Synthesis Health is also leading the Digital Technology Supercluster-funded Iris project to develop an AI-based platform or “co-pilot for diagnostic imaging analysis and course-of-treatment planning and monitoring.” Announced in July, the $13.5 million project is being carried out in partnership with GE Healthcare, Konica Minolta Healthcare, the University of British Columbia, the Vancouver Coastal Health Research Institute and BC Cancer.
Iris is being developed to increase the speed and accuracy of front-line course-of-treatment decisions and improve the ability of radiologists to consistently find abnormalities in diagnostic images. The algorithms will be trained on more than 10 years of imaging data from Canadian health authority partners with the objective of seamlessly integrating them into PACS and radiology information systems.

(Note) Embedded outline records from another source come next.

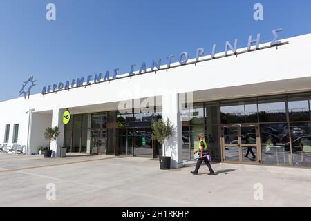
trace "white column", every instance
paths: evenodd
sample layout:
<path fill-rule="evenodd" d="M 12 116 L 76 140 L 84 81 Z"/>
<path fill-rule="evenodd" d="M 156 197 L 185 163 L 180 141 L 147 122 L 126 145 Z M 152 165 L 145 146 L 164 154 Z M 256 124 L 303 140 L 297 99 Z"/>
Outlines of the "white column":
<path fill-rule="evenodd" d="M 166 155 L 171 157 L 171 168 L 182 167 L 182 125 L 178 111 L 178 94 L 163 95 L 162 103 L 164 120 L 169 117 L 174 127 L 172 136 L 165 141 Z"/>
<path fill-rule="evenodd" d="M 59 128 L 59 136 L 56 140 L 50 142 L 50 149 L 53 151 L 52 157 L 59 157 L 61 148 L 64 144 L 64 133 L 65 126 L 62 120 L 63 111 L 59 109 L 53 109 L 52 114 L 52 128 L 58 126 Z"/>

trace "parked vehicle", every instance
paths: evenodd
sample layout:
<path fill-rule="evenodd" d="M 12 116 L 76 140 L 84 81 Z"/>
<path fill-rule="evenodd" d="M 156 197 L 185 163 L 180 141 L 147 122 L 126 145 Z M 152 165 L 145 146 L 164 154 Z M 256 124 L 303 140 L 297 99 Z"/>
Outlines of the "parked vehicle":
<path fill-rule="evenodd" d="M 293 153 L 297 151 L 311 152 L 311 136 L 310 135 L 300 137 L 294 140 L 292 144 Z M 284 148 L 287 151 L 290 151 L 290 142 L 285 144 Z"/>

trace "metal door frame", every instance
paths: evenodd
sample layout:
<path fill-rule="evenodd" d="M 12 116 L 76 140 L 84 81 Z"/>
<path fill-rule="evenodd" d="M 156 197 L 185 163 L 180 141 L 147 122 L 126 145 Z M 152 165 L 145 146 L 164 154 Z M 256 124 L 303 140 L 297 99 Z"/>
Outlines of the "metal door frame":
<path fill-rule="evenodd" d="M 256 133 L 256 144 L 249 144 L 242 143 L 241 136 L 241 128 L 243 127 L 254 127 Z M 225 128 L 237 128 L 238 144 L 225 144 Z M 225 160 L 225 150 L 226 146 L 238 146 L 238 160 L 230 161 Z M 243 147 L 251 146 L 256 148 L 257 151 L 257 160 L 254 162 L 247 162 L 243 161 Z M 223 124 L 221 125 L 221 158 L 222 162 L 226 163 L 241 164 L 252 164 L 252 165 L 261 165 L 262 164 L 261 160 L 261 139 L 259 132 L 258 124 Z"/>

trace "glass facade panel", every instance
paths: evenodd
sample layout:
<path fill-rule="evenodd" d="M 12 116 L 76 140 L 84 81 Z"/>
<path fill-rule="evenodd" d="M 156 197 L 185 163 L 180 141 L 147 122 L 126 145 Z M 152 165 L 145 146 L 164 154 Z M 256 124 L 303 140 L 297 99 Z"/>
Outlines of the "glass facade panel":
<path fill-rule="evenodd" d="M 107 136 L 107 154 L 113 155 L 115 153 L 115 129 L 108 129 Z"/>
<path fill-rule="evenodd" d="M 205 109 L 203 106 L 203 104 L 194 104 L 193 108 L 190 110 L 190 124 L 191 125 L 204 124 L 205 123 Z"/>
<path fill-rule="evenodd" d="M 92 129 L 104 129 L 107 126 L 107 115 L 106 113 L 99 113 L 92 115 Z"/>
<path fill-rule="evenodd" d="M 259 122 L 286 122 L 285 99 L 263 99 L 259 101 Z"/>
<path fill-rule="evenodd" d="M 82 116 L 73 116 L 73 146 L 71 147 L 71 152 L 80 152 L 81 145 L 81 128 L 82 124 Z"/>
<path fill-rule="evenodd" d="M 309 101 L 288 101 L 290 122 L 310 121 Z"/>
<path fill-rule="evenodd" d="M 182 159 L 190 160 L 190 143 L 188 122 L 182 122 Z"/>
<path fill-rule="evenodd" d="M 6 124 L 4 129 L 4 143 L 8 143 L 10 136 L 10 124 Z"/>
<path fill-rule="evenodd" d="M 152 157 L 151 128 L 134 128 L 134 155 L 137 157 Z"/>
<path fill-rule="evenodd" d="M 200 133 L 204 134 L 205 125 L 192 125 L 190 126 L 190 157 L 191 159 L 198 157 L 198 153 L 194 154 L 194 151 L 197 150 L 199 147 L 200 141 L 198 135 Z"/>
<path fill-rule="evenodd" d="M 221 123 L 255 123 L 258 122 L 256 100 L 222 103 Z"/>
<path fill-rule="evenodd" d="M 221 160 L 219 106 L 218 104 L 205 104 L 205 141 L 214 161 Z"/>
<path fill-rule="evenodd" d="M 88 133 L 89 133 L 88 128 L 88 115 L 82 116 L 82 139 L 81 139 L 81 153 L 86 153 L 87 151 L 87 144 L 88 144 Z"/>
<path fill-rule="evenodd" d="M 238 128 L 237 127 L 225 127 L 224 140 L 225 144 L 238 144 Z"/>
<path fill-rule="evenodd" d="M 71 152 L 71 138 L 73 135 L 73 122 L 71 119 L 68 124 L 65 125 L 65 135 L 64 137 L 64 145 L 67 148 L 67 152 Z"/>
<path fill-rule="evenodd" d="M 108 113 L 108 122 L 114 123 L 117 122 L 117 113 L 111 111 Z"/>
<path fill-rule="evenodd" d="M 263 164 L 292 165 L 288 124 L 261 124 L 261 138 Z"/>
<path fill-rule="evenodd" d="M 19 124 L 14 124 L 14 128 L 13 128 L 13 140 L 12 143 L 16 144 L 17 143 L 19 137 Z"/>
<path fill-rule="evenodd" d="M 254 162 L 258 158 L 257 148 L 254 146 L 242 146 L 242 160 L 243 162 Z"/>
<path fill-rule="evenodd" d="M 294 166 L 311 166 L 311 127 L 310 122 L 290 124 Z M 290 144 L 287 143 L 287 148 Z"/>
<path fill-rule="evenodd" d="M 117 112 L 117 120 L 118 122 L 133 122 L 133 115 L 132 110 L 124 110 L 122 113 Z"/>
<path fill-rule="evenodd" d="M 239 152 L 238 146 L 225 146 L 225 157 L 226 161 L 238 162 Z"/>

Funding for the Iris project will also go toward the establishment of a National Advisory Council on AI in Healthcare. A healthcare specific council was thought necessary to bring together stakeholders from across the country. “There is a huge opportunity for Canada to lead the rest of the world in artificial intelligence, but we need to have a more intelligent and wholesome dialogue around how that happens and work toward overcoming the challenges we face,” said Dr. Kaura.

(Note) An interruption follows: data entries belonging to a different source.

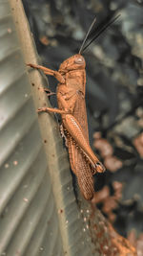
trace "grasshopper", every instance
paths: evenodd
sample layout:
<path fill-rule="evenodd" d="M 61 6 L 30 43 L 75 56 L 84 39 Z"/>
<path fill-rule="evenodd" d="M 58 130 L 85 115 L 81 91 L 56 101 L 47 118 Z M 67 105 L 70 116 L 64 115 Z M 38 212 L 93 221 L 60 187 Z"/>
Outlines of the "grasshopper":
<path fill-rule="evenodd" d="M 87 200 L 92 200 L 94 195 L 92 175 L 105 171 L 105 167 L 98 160 L 89 143 L 85 103 L 86 62 L 81 55 L 94 22 L 95 19 L 86 35 L 79 53 L 64 60 L 58 71 L 41 65 L 28 64 L 32 68 L 42 70 L 46 75 L 53 76 L 59 82 L 56 89 L 58 108 L 40 107 L 38 112 L 61 114 L 62 135 L 66 138 L 71 168 L 76 175 L 80 191 Z"/>

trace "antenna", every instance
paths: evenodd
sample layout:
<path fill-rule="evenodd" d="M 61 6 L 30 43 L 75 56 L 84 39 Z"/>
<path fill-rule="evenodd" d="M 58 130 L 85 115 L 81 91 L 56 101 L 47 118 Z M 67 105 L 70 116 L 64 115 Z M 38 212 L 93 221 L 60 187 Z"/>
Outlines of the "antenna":
<path fill-rule="evenodd" d="M 85 38 L 84 38 L 84 40 L 83 40 L 83 42 L 82 42 L 82 45 L 81 45 L 81 47 L 80 47 L 80 50 L 79 50 L 79 54 L 81 54 L 82 49 L 83 49 L 83 47 L 84 47 L 84 44 L 85 44 L 85 42 L 86 42 L 86 40 L 87 40 L 87 38 L 88 38 L 88 36 L 89 36 L 89 34 L 90 34 L 90 32 L 92 31 L 92 26 L 93 26 L 93 24 L 95 23 L 95 21 L 96 21 L 96 17 L 93 19 L 92 25 L 90 26 L 89 31 L 88 31 L 87 34 L 86 34 L 86 36 L 85 36 Z"/>
<path fill-rule="evenodd" d="M 106 24 L 93 37 L 92 39 L 83 48 L 82 47 L 82 51 L 85 51 L 88 46 L 92 43 L 92 41 L 94 39 L 96 39 L 101 34 L 102 32 L 104 32 L 107 28 L 109 28 L 121 14 L 118 14 L 116 17 L 114 17 L 113 19 L 112 19 L 108 24 Z M 81 52 L 81 51 L 80 51 Z"/>

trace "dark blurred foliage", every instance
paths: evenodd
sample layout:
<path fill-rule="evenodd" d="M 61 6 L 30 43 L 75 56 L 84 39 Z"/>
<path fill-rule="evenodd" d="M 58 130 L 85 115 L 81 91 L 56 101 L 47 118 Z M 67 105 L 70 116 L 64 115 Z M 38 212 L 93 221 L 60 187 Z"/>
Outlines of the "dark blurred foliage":
<path fill-rule="evenodd" d="M 112 197 L 113 182 L 120 182 L 122 198 L 112 210 L 114 226 L 124 236 L 133 228 L 143 232 L 143 1 L 23 0 L 23 4 L 42 62 L 51 69 L 78 53 L 95 16 L 92 35 L 121 14 L 84 52 L 87 111 L 91 143 L 93 132 L 100 131 L 98 152 L 108 169 L 96 175 L 96 190 L 109 186 Z M 54 91 L 55 80 L 49 81 Z M 111 154 L 103 150 L 107 143 Z"/>

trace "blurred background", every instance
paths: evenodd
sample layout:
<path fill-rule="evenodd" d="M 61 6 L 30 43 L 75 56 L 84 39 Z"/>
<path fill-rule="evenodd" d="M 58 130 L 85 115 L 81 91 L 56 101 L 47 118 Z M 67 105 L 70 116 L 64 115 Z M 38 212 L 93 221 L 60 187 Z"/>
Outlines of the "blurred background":
<path fill-rule="evenodd" d="M 107 168 L 94 202 L 124 237 L 143 237 L 143 1 L 23 0 L 43 65 L 58 70 L 119 13 L 84 52 L 90 142 Z M 50 88 L 56 81 L 49 77 Z M 51 103 L 56 105 L 55 96 Z M 135 231 L 134 231 L 135 230 Z"/>

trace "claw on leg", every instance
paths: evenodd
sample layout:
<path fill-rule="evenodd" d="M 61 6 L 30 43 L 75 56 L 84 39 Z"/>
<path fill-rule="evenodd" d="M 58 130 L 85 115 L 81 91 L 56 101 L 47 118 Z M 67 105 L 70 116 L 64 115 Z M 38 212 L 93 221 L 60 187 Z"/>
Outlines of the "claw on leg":
<path fill-rule="evenodd" d="M 37 112 L 51 112 L 51 113 L 57 113 L 57 114 L 69 114 L 69 112 L 62 110 L 62 109 L 58 109 L 58 108 L 52 108 L 52 107 L 39 107 Z"/>
<path fill-rule="evenodd" d="M 48 88 L 43 88 L 43 87 L 40 87 L 39 90 L 41 92 L 47 92 L 47 96 L 51 96 L 51 95 L 55 95 L 56 93 L 55 92 L 51 92 L 50 89 Z"/>

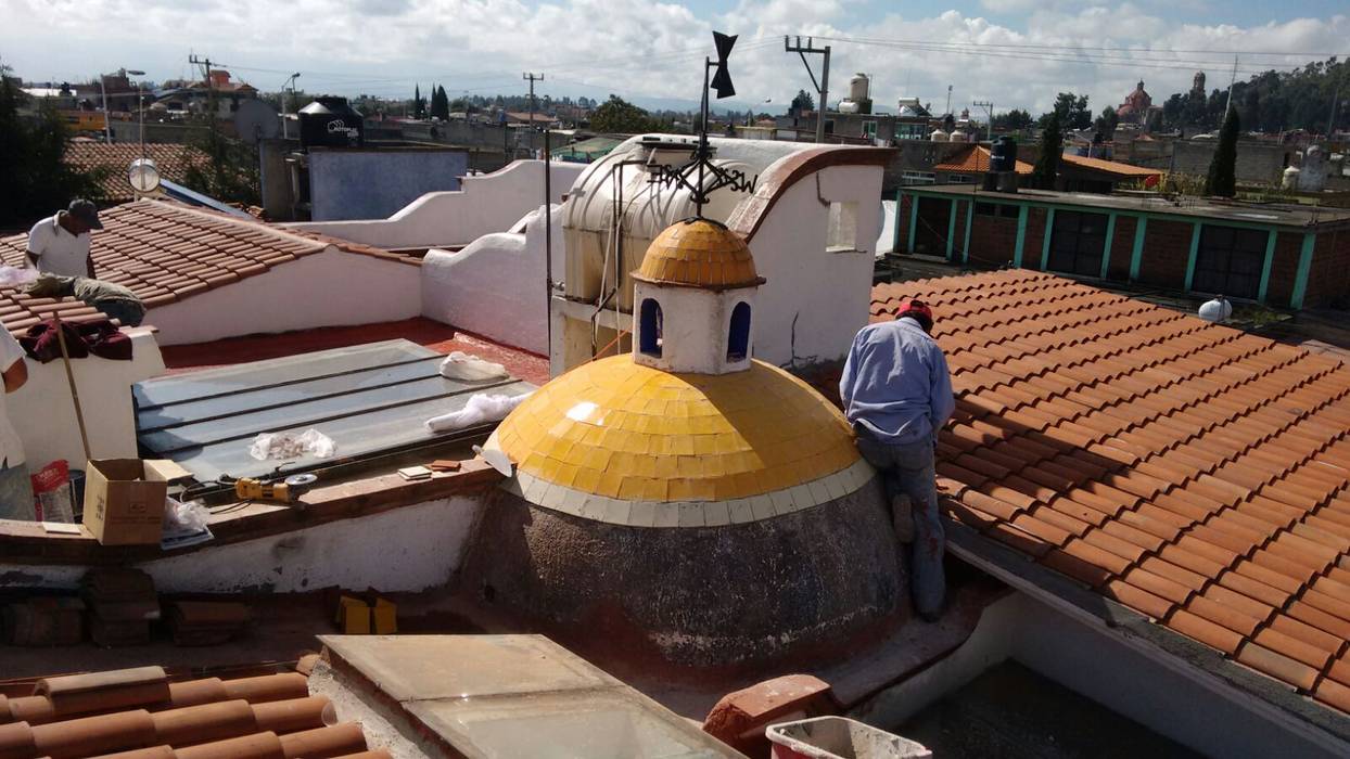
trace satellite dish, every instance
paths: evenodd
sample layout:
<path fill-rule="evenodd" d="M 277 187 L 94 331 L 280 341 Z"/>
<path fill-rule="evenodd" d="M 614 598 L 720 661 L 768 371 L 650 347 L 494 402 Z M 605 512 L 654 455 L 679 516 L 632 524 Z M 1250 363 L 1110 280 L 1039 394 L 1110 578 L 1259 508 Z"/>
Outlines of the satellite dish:
<path fill-rule="evenodd" d="M 261 100 L 246 100 L 235 111 L 235 132 L 248 144 L 270 140 L 281 133 L 277 111 Z"/>
<path fill-rule="evenodd" d="M 127 181 L 131 182 L 131 189 L 138 193 L 153 193 L 159 187 L 159 167 L 153 159 L 138 158 L 131 162 Z"/>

The Digital Technology Supercluster has also co-invested in several other AI-related projects, one of which uses AI technology to detect fragments of DNA shed by cancer tumors, said supercluster CEO Sue Paish. Another project uses AI to expedite the generation and validation of novel compounds with desirable properties for the development of new drugs to combat the SARS-CoV-2 virus.

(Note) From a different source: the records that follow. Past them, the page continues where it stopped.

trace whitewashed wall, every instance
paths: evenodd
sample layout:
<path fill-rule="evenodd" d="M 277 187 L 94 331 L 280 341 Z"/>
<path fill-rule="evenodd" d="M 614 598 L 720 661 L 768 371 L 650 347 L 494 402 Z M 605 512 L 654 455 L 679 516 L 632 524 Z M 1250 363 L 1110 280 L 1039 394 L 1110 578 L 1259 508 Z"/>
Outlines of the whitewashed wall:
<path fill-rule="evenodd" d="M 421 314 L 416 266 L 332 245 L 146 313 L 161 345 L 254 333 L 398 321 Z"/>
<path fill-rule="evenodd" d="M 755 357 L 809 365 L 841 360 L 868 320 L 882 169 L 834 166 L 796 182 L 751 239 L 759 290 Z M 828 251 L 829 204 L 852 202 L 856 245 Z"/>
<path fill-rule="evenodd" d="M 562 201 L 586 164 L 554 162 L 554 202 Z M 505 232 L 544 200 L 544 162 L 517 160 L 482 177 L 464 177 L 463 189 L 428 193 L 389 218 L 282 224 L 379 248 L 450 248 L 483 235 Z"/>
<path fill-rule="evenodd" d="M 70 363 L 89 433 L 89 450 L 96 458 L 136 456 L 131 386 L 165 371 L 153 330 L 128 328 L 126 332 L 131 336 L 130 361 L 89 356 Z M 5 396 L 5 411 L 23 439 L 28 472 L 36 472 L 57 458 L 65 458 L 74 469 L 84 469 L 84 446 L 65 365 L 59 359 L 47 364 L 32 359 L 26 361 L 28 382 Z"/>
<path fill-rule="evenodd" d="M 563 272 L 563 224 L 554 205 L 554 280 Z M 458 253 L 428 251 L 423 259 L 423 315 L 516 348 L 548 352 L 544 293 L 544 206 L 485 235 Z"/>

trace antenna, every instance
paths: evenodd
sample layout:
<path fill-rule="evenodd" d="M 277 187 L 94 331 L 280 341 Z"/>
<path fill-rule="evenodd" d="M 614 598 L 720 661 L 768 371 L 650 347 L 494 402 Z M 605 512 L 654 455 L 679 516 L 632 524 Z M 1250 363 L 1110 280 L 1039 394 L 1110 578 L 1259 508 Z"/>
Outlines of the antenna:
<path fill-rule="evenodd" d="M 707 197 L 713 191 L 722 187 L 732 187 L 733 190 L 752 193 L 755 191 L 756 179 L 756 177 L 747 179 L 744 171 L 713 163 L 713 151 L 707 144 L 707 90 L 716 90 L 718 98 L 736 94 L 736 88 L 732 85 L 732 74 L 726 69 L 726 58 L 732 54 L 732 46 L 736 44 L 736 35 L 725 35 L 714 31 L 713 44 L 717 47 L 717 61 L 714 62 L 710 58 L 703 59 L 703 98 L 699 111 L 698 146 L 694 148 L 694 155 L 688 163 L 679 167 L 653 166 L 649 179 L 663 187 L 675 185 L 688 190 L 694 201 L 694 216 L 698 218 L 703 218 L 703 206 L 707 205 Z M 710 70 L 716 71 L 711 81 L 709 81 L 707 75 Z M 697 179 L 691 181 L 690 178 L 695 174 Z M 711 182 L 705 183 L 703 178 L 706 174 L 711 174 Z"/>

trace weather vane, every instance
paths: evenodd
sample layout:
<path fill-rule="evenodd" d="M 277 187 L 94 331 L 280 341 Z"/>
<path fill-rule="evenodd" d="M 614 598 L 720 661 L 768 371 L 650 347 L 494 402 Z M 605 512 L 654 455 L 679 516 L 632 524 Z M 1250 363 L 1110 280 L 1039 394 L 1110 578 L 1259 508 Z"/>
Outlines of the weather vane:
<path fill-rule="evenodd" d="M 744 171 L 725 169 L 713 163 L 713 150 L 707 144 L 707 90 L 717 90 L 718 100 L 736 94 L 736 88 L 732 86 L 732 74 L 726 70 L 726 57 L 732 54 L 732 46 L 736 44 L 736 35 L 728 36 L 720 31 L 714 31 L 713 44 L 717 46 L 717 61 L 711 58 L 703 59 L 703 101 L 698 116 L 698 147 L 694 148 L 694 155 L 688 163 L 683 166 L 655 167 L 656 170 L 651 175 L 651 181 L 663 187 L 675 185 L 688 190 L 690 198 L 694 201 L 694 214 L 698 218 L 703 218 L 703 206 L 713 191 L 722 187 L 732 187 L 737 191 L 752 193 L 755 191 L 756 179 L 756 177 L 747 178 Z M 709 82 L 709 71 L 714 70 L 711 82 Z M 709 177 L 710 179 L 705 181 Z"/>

The Alberta Machine Intelligence Institute (AMII) is also helping healthcare organizations harness the power of AI. In 2019, AMII received funding from PrairiesCan, the federal government’s economic diversification agency for the three Prairie provinces, to work with nine healthcare organizations on AI adoption, said Mara Cairo, product owner of AMII’s advanced technology team.
The Cross Cancer Institute in Edmonton and CardiAI, a Calgary-based medical device R&D company, were among the organizations with the most impressive results, said Mehadi Sayed, president and CEO of Clinisys, one of several companies hired to provide the nine companies with AI consulting services.
CardiAI, for example, applied AI technology to more efficiently and accurately analyze Holter monitor data for abnormal heartbeats. Current methods of analyzing Holter monitor data can be time consuming and error prone, according to Sayed, creating an opportunity for CardiAI to patent and license an AI-based solution. CliniSys used the University of Alberta’s new AI supercomputing hub to process and find patterns in the data.
AMII’s work with these and other organizations is consistent with its focus on “taking machine learning out of academia and applying it to real world problems,” said Cairo. “We’re producing more and more data and there’s so much we can do with it.”
There’s no doubt that AI is having a positive impact on healthcare in Canada, and no better example of that is the availability of AI-powered diagnostic imaging in some of the country’s most remote Indigenous communities. All too often, residents of remote Indigenous communities in need of diagnostic imaging won’t bother making the journey to a distant hospital.
“Many Indigenous people in remote communities end up getting treated with a presumptive diagnosis or no diagnosis at all,” said Dr. Kaura. “As a physician, I’m deeply moved by the capacity to actually help change lives beyond what I’m able to touch with my own hands.”